Bug #31950 repair table hangs while processing multicolumn utf8 fulltext index
Submitted: 30 Oct 2007 14:28 Modified: 15 Nov 2007 15:31
Reporter: Shane Bester (Platinum Quality Contributor) Email Updates:
Status: Closed Impact on me:
None 
Category:MySQL Server: FULLTEXT search Severity:S2 (Serious)
Version:5.0.50 OS:Any
Assigned to: Sergey Vojtovich CPU Architecture:Any
Tags: bfsm_2007_11_01, fulltext, hang

[30 Oct 2007 14:28] Shane Bester
Description:
repair table <table> use_frm hangs in an infinite loop.
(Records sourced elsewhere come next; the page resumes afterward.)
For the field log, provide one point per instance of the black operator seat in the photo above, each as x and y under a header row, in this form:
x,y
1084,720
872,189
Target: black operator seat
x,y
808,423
Here's the stack trace of the thread while it's hung:

mysqld-debug.exe!ft_simple_get_word
mysqld-debug.exe!ft_parse
mysqld-debug.exe!_mi_ft_parse
mysqld-debug.exe!_mi_ft_parserecord
mysqld-debug.exe!sort_ft_key_read
mysqld-debug.exe!find_all_keys
mysqld-debug.exe!_create_index_by_sort
mysqld-debug.exe!mi_repair_by_sort
mysqld-debug.exe!ha_myisam::repair
mysqld-debug.exe!ha_myisam::repair
mysqld-debug.exe!handler::ha_repair
mysqld-debug.exe!mysql_admin_table
mysqld-debug.exe!mysql_repair_table
mysqld-debug.exe!mysql_execute_command
mysqld-debug.exe!mysql_parse
mysqld-debug.exe!dispatch_command
mysqld-debug.exe!do_command
mysqld-debug.exe!handle_one_connection
mysqld-debug.exe!pthread_start
mysqld-debug.exe!_callthreadstart
mysqld-debug.exe!_threadstart

byte ft_simple_get_word(CHARSET_INFO *cs, byte **start, const byte *end,
FT_WORD *word, my_bool skip_stopwords)
{
byte *doc= *start;
uint mwc, length, mbl;
DBUG_ENTER("ft_simple_get_word");

do
{
for (;; doc+= mbl) <-----------mbl is zero, so this loop goes forever!!!
{
if (doc >= end) DBUG_RETURN(0);
if (true_word_char(cs, *doc)) break;
mbl= my_mbcharlen(cs, *(uchar *)doc);
}

table structure is as follows:

mysql> show create table vb_post1\G
*************************** 1. row ***************************
       Table: vb_post1
Create Table: CREATE TABLE `vb_post1` (
  `postid` int(10) unsigned NOT NULL auto_increment,
  `threadid` int(10) unsigned NOT NULL default '0',
  `parentid` int(10) unsigned NOT NULL default '0',
  `username` varchar(100) collate utf8_unicode_ci NOT NULL default '',
  `userid` int(10) unsigned NOT NULL default '0',
  `title` varchar(250) collate utf8_unicode_ci NOT NULL default '',
  `dateline` int(10) unsigned NOT NULL default '0',
  `pagetext` mediumtext collate utf8_unicode_ci NOT NULL,
  `allowsmilie` smallint(6) NOT NULL default '0',
  `showsignature` smallint(6) NOT NULL default '0',
  `ipaddress` varchar(15) collate utf8_unicode_ci NOT NULL default '',
  `iconid` smallint(5) unsigned NOT NULL default '0',
  `visible` smallint(6) NOT NULL default '0',
  `attach` smallint(5) unsigned NOT NULL default '0',
  `infraction` smallint(5) unsigned NOT NULL default '0',
  `reportthreadid` int(10) unsigned NOT NULL default '0',
  PRIMARY KEY  (`postid`),
  KEY `userid` (`userid`),
  KEY `threadid` (`threadid`,`userid`),
  KEY `idx_dateline` (`dateline`),
  FULLTEXT KEY `title` (`title`,`pagetext`)
) ENGINE=MyISAM DEFAULT CHARSET=utf8 COLLATE=utf8_unicode_ci
1 row in set (0.01 sec)

How to repeat:
no simple testcase yet.

Suggested fix:
this seems very similar to the hang in bug #29464 except it's not chinese and the loop is slightly different.
[30 Oct 2007 14:35] MySQL Verification Team
some debug info

Attachment: bug31950_debug_info.txt (text/plain), 4.56 KiB.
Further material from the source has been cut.